One year, during the Jewish holiday of Succoth, my husband and I were invited to dinner at a friend’s sukkah. I’d offered to bring my favorite vegetarian Rosh Hashanah stew. It’s made with seven root vegetables, cinnamon, and raisins….and it’s delicious.

I started washing, scraping, cutting, and chopping root vegetables. 

As I prepared the vegetables, I pondered what I would teach one of my adult English Language Learners at her class the next day. I had to think quickly. I had hardly enough time to prepare the lesson and cook the stew. 

As I scraped, chopped, and pondered, I realized that non-native English speakers might have difficulty distinguishing between “root” and “rude.” All that separates those two words is a “d” or “t” sound - sounds which, under some circumstances, sound similar. For example, the last “d” sound in the word “dropped” sounds like a “t,” right? 

I began to think…What if…an English-speaker confused the two words? What if…as in the Russian folktale about the Great Big Enormous Turnip, an old man tries to pull a giant turnip out of the ground, but it won’t come out? What if…the vegetables are “rude”….and won’t come out of the ground?

As I thought about these “what if’s…” a story brews. 

That evening, under the sukkah, I discussed the story idea with my friends. Almost everyone had an “ingredient” to add. 

By the time the dinner was over, I had a sweetly and deliciously spiced story.

Of course, it wasn’t fully cooked.

I showed the story to my English language student - a Russian who knew Russian folk stories. She made an excellent suggestion: in a proper Russian story, she said, the main character would give away the extra vegetables. It would be an act of charity! Hmmm…I thought, she’s right. 

I re-read my story.

In the version I was working on, the main character brought the extra vegetables to the market, sold them, and brought the money to her grandmother. My student’s right, I thought. The main character should give the extra vegetables to the hungry.

I re-wrote the ending.

Then I attended a writers’ conference. During a pre-arranged editorial consultation, I presented my story to an editor.

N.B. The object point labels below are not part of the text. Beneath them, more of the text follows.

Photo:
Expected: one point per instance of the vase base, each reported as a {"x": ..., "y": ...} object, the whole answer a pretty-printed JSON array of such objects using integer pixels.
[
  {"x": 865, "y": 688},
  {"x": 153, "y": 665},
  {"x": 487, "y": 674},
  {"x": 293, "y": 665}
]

She told me what she liked. More importantly, she told me what she didn’t like. 

I discussed the story with my critique group. 

Then I went back to work - chopping, spicing, and fixing the story. 
Finally, I changed the main character to be a little girl, rather than an old man. Instead of a “Bubbe” and “Zaydee,” I now had a little girl and her grandmother. The only problem was…the little girl in the story didn’t have a name.

A few days later, my granddaughter, Talia, was born…and the story got its name.